Wenn Sie an die Dreharbeiten von "Ein allzu schönes Mädchen" denken, was kommt Ihnen als Erstes in den Sinn?

Bei mir sind es nicht einzelne Ereignisse, die einen Film ausmachen, sondern die Grundstimmung oder Dynamik, die während der Arbeit herrschen. Marthaler zu drehen, ist immer sehr intensiv und fordernd, aber auch immer sehr befriedigend.

Sind Sie privat ein Krimifan?

Natürlich. Ich bin sogar ein großer Krimifan. Ich habe sehr früh die alten Raymond Chandler und Dashiell Hammett Krimis meines Vaters gelesen und bin dem Krimi-Genre danach in jeder Form "treu" geblieben.

Das Interview führte Ellen Wirth

Interview mit Julia Jentsch (Kirsten Höpfner)

Sie sind jetzt zum zweiten Mal im Kommissar Marthaler-Ermittlungsteam. Was macht das Team und damit auch Ihre Rolle so besonders?

Ich schätze das selbstverständliche Miteinander im Team und den starken Zusammenhalt. Es ist eine verschworene Gemeinschaft, auch wenn es Differenzen gibt. Die Zusammenarbeit ist sehr vertraut, teilweise freundschaftlich und alle stehen füreinander ein. Robert Marthaler macht Alleingänge und widersetzt sich den Anordnungen seines Chefs, aber sein Team hilft ihm immer wieder.

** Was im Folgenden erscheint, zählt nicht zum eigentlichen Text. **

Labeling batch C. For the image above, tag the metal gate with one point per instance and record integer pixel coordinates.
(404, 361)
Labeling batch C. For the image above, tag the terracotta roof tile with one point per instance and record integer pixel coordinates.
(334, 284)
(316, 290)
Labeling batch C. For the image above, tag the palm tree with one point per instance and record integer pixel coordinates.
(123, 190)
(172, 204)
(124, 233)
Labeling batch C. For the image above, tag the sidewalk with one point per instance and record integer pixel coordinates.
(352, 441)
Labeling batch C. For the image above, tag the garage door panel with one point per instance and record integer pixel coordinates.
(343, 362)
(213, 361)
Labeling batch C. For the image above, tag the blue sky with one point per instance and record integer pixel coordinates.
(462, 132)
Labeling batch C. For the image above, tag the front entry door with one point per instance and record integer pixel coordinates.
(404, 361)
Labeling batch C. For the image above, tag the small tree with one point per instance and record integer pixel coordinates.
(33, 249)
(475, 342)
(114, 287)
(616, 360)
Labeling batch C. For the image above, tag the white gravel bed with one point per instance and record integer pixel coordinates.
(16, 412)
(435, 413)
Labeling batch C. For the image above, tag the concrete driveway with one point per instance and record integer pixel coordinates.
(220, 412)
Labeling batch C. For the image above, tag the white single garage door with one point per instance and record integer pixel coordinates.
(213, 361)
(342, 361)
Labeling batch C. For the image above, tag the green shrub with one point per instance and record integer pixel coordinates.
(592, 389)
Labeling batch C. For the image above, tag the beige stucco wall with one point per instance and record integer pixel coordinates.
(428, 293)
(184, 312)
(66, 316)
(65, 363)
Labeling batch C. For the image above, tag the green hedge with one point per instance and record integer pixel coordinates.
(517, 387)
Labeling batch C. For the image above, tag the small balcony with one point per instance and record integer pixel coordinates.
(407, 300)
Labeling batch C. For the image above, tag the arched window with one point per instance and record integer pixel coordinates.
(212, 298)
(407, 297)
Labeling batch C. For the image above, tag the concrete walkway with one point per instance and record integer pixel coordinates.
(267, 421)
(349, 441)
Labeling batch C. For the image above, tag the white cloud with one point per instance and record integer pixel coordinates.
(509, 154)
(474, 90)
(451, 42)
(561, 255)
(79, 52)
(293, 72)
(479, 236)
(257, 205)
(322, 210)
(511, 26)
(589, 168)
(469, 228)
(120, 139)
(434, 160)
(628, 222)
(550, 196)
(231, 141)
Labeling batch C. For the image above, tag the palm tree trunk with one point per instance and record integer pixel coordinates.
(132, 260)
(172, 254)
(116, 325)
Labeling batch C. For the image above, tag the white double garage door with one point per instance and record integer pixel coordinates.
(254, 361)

Kirsten ist eine Kriminalkommissarin, die ihr Handwerk sehr gut beherrscht. Der Anblick der Opfer oder Tatorte kann ihr aber auch schon mal zu viel sein oder sie emotional sehr packen. Sie hat eine enge Beziehung zu Marthaler. Sie schützen sich und brauchen sich gegenseitig. Wenn Marthaler droht, zu aufbrausend zu sein oder aggressiv zu werden, gleicht sie das durch ihre ruhige, vermittelnde Art aus.

Was schätzen Sie an dem Format "Kommissar Marthaler"?

Ich finde Robert Marthaler ist eine tolle Kommissar-Figur. Besessen und liebenswert und im ständigen Kampf, beruflich und privat. Das Team besteht aus sehr unterschiedlichen Charakteren mit sehr unterschiedlicher Herkunft, das macht es spannend und irgendwie angenehm multikulturell. Es gefällt mir, dass jeder Einzelne seine Schwächen und Stärken hat und die Vorschriften nicht immer so genau genommen werden. Ich mag die Komplexität der Geschichten und den etwas düsteren, rauhen Look der Filmbilder.

Wenn Ihnen Kommissar Marthaler auf der Straße begegnete, was würden Sie über ihn denken?

Ich würde denken, der hat sicher sein Päckchen zu tragen. Aber sehr charmant! Bei den Franzosen ist er ja "Le sexy Marthaler"(Die Marthaler-Reihe wird auch auf Arte ausgestrahlt – Anmerkung der Redaktion).

Wenn Sie an die Dreharbeiten von "Ein allzu schönes Mädchen" denken, was kommt Ihnen als Erstes in den Sinn?

Der Dreh auf der Brücke. Heiß und kein Schatten, aber ein tolles Motiv! Diese Szene mochte ich besonders.

Ihre Filme spielen in sehr unterschiedlichen Genres. Was mögen Sie am Krimigenre?

Ich mag die Spannung und das Rätseln um die Auflösung. Ich schaue auch Krimis, aber eher ab und zu.